À la mort de la veuve d'Albert Baylon, en 1814, le couple Niedermeyer reprit la manufacture.

Charlotte et Georges-Michel Niedermeyer eurent pour enfants Louis, le futur compositeur de musique et une fille, Caroline, qui épousa à Genève Pierre Mülhauser, peintre sur porcelaine. Ce dernier s'associa peu après avec son beau-père pour continuer l'exploitation de la maison familiale de Nyon.

C'est dans cette manufacture qu'est né en 1802 Louis de Niedermeyer le futur musicien et compositeur qui séjournera souvent à Marlotte, avant de décéder à Paris en 1861.

Son père lui-même pianiste amateur et mélomane, remarqua très tôt ses dons pour la musique. Il lui donna quelques leçons et, sitôt sa scolarité au Collège de Nyon achevée, l'envoya parfaire ses études musicales chez les plus grands maîtres de l'époque à Vienne, Rome et Naples.

Revenant après chaque voyage résider dans la belle demeure de ses parents - la Maison Niedermeyer - au bord du lac de Genève, Louis y composa quelques-unes de ses plus belles pages de musique, notamment la mélodie sur le poème «Le Lac» de Lamartine qui le rendit célèbre.

Le Lac Lamartine
Louis Niedermeyer : Mélodie du Lac de Lamartine
Chantée par la soprano Sylvie Gojon et accompagnée par Karine Vartanian
En 1831, il épousa Jeanne-Suzanne-Charlotte des Vignes, de Givrins, (née à Nyon en 1803) qui lui apporta une solide fortune. Il alla vivre avec elle dans le petit Castel de Genolier que sa femme possédait au-dessus de Nyon.

Son départ pour la Belgique en 1834, puis son installation à Paris en 1836 ne lui firent cependant jamais oublier le lieu de sa naissance où - comme le précise son fils Alfred, il se rendait chaque année en pèlerinage.

Il composa quatre opéras (La casa nel bosco, (1828) ; Stradella, (1837) ; Marie Stuart, (1844) ; La Fronde, (1853) partitons montées et jouées dans de bonnes conditions mais sans jamais obtenir davantage qu'un succès d'estime.

la Fronde
Représentation de l'opéra "La Fronde"
Pourtant, le 22 novembre 1849, jour de la Sainte Cécile, la messe solennelle que Louis Niedermeyer présenta dans la vaste nef de l'église St-Eustache de Paris, remporta un immense succès. Hector Berlioz qui assistait à cette création, en fit un compte rendu élogieux dans le Journal des Débats du 27 septembre.

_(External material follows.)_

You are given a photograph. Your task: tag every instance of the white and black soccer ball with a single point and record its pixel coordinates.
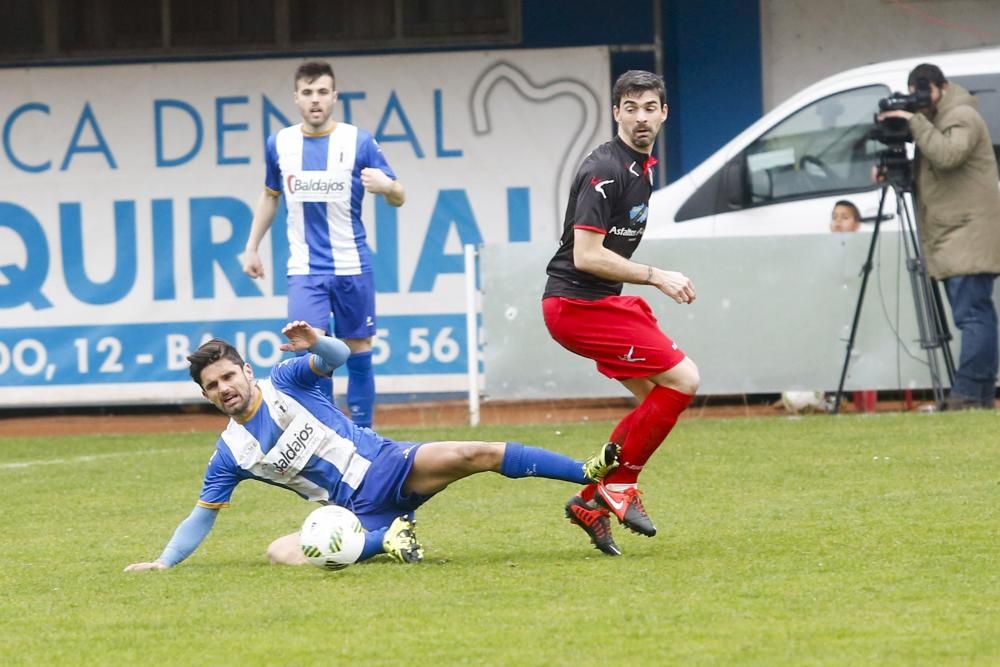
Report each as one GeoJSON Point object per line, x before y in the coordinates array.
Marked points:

Lire : Éloge de la Messe de Niedermeyer par Berlioz

Déçu par les échecs qui succèdent à cette journée faste, notamment en 1851 lors de sa candidature à l'Institut, Louis de Niedermeyer se dirige vers l'enseignement et fonde dans le Nord de la France une école de musique classique et religieuse. Bien qu'étant lui-même de confession protestante, son école est destinée à former des maîtres de chapelle catholiques.

A Paris, il réorganise l'Institut de musique religieuse d'Alexandre-Étienne Choron qui devient l'École Niedermeyer de Paris.

Si les élèves sont nombreux et l'enseignement dispensé dans cette école remarquable, la «discipline imposée est féroce» dira Léon Boëllmann qui suivit ses cours.

Mais l'enseignement de la musique enrichira aussi peu Louis Niedermeyer que les œuvres qu'il avait composées et il mourut dans le dénuement, laissant deux filles et un garçon.

Suzanne-Eulalie épousa le compositeur Gustave Lefèvre (1831-1910) et Caroline Mathilde s'allia à l'organiste Eugène Gigout (1844-1925).

Alfred Niedermeyer (1832-1904)
Quant à son fils, Alfred (1832-1904), il avait une revanche à prendre et se lancera dans la haute finance.

Il gardera cependant un œil attentif et vigilant sur l'école, œuvre de son père, dont il assura la direction après sa mort, assisté par Saint-Saëns, avant qu'elle ne fût confiée à Gustave Lefèvre (1831-1910) le gendre du défunt.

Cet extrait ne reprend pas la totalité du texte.